ConocoPhillips to sell Kazakh stake for $5 bln to ONGC
ConocoPhillips is to sell its 8.4 percent stake in Kazakh oil field Kashagan for about $5 billion to Oil and Natural Gas Corp , a state-run Indian group looking to boost production.
Kashagan, the world's biggest oilfield discovery since 1968, holds an estimated 30 billion barrels of oil-in-place, of which 8-12 billion are potentially recoverable, with first production expected next year.
With ONGC's domestic output flat for years, India now buys nearly 80 percent of its oil needs and is the world's fourth-biggest oil importer.
ConocoPhillips, which has been shedding overseas assets to cut debt, said on Monday the book value of assets related to its Kashagan interest was about $5.5 billion as of September 30, and it would take an after-tax impairment of about $400 million. The deal was expected to close in the first half of 2013.
"(The) purchase price of $5 billion is at the high end of our prior expectation of $4-$5 billion," analysts at Simmons and Co said in a note to clients.
"This is a positive for ConocoPhillips as it marks important progress on their asset divestiture program, which is needed to support the capital program and dividend."

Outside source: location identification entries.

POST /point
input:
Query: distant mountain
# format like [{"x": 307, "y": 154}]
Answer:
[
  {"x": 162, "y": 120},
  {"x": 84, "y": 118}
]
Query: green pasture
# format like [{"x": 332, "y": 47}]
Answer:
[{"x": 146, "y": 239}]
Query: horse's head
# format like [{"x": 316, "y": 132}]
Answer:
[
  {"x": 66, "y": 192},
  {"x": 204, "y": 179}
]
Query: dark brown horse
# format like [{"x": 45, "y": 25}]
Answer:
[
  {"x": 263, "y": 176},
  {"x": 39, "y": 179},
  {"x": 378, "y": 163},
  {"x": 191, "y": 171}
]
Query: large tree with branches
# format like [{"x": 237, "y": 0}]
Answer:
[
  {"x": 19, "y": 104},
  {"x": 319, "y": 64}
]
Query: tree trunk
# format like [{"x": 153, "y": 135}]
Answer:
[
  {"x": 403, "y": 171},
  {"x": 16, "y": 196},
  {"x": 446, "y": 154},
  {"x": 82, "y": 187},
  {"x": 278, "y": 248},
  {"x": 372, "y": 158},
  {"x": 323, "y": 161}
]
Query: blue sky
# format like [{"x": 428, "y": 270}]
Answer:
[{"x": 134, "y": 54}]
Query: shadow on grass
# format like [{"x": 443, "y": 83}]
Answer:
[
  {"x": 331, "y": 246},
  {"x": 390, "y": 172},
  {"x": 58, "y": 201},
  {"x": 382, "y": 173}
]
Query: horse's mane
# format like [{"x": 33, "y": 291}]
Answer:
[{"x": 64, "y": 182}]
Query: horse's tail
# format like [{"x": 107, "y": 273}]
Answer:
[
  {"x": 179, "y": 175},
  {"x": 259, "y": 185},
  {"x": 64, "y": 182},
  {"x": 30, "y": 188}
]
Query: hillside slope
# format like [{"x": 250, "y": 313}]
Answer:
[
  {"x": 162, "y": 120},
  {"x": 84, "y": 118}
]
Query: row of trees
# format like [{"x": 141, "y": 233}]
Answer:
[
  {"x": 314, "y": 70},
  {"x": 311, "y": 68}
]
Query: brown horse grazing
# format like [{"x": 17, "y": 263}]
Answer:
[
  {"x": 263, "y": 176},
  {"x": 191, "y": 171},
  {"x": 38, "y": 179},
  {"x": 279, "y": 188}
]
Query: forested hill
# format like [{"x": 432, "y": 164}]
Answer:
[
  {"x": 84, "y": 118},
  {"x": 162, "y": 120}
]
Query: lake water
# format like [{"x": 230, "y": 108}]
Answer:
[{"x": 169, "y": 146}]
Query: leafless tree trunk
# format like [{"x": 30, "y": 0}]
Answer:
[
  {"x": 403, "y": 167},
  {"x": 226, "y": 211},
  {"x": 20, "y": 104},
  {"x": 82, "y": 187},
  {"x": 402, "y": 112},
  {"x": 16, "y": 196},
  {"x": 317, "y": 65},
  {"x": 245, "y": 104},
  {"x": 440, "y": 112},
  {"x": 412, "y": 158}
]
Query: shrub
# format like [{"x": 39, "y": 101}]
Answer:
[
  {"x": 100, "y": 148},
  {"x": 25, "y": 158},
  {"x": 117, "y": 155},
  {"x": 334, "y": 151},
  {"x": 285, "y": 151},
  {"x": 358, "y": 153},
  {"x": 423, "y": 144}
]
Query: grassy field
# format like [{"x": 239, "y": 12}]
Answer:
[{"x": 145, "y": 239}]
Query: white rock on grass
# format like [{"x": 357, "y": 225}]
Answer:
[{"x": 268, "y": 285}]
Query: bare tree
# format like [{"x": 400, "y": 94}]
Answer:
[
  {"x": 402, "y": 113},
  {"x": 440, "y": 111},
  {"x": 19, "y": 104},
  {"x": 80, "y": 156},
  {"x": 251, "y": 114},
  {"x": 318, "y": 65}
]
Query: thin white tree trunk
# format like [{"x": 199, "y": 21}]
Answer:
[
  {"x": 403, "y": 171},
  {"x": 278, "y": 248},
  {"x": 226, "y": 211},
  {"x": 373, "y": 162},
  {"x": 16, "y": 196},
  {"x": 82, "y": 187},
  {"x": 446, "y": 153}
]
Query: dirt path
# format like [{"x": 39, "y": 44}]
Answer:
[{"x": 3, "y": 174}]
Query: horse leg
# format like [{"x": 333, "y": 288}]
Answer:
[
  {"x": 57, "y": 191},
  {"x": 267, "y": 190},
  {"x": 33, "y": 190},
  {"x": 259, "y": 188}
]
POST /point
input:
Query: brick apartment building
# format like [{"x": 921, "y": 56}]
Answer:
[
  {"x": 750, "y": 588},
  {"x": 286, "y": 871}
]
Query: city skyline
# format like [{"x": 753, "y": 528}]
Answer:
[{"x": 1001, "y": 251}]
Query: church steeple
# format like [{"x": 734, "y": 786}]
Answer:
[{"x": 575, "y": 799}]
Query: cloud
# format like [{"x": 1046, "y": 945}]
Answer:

ONGC, India's fifth-biggest company by market value, has been investing to maintain output from its old fields and has capital spending plans of around 340 billion Indian rupees ($6.1 billion) this year and next. It is under pressure from the government to meet rising demand.
With Indian state companies having often lost out to China in bidding for global energy assets, the Kashagan acquisition is the largest ever for ONGC. It is also the biggest outbound deal from India since mobile phone operator Bharti Airtel bought mobile phone operations in Africa for $9 billion in 2010 from Kuwait-based Zain .
ONGC Videsh, the arm of ONGC that invests overseas, said the acquisition would likely add 1 million tonnes (20,000 barrels per day) to its annual production over 25 years, with its share of output significantly higher in later stages of development.
ONGC Videsh's production in the year to March was 8.7 million tonnes.
DIVERSIFICATION
The deal comes as India pushes to diversify crude supplies away from Iran, which used to provide about 12 percent of the country's 3.5 million bpd or so of imports before sales were hit by western sanctions aimed at curbing Iran's nuclear ambitions.
It puts ONGC Videsh into what has been a fraught and expensive partnership between Kazakhstan and some of the world's biggest oil companies, which hope to use the departure of ConocoPhillips to gain greater operating control and extend their production-sharing agreements with the state beyond 2041.
Kazakhstan, home to 3 percent of the world's recoverable oil reserves and the largest former Soviet oil producer after Russia, has sought to revise deals struck with foreign energy companies in the lean post-Soviet years.
SHEDDING ASSETS
ConocoPhillips, which has been disposing of non-core overseas assets to cut debt and increase its exploration and dividend budgets, has already beaten its target of asset sales worth $20 billion by the end of 2012, including the sale of its stake in Lukoil , Russia's second-biggest oil producer.
Last month, Kazakh oil and gas minister Sauat Mynbayev said ConocoPhillips planned to sell its stake.
The ONGC deal is subject to government approvals as well as the pre-emption rights of Kazakhstan and other participants in the Kashagan field which is jointly controlled by state-run KazMunaiGas and six international companies, including Eni , ExxonMobil , Inpex Corp <1605.T>, Royal Dutch Shell , and Total .
ConocoPhillips stock was down 0.6 percent at $56.31 at 1705 GMT.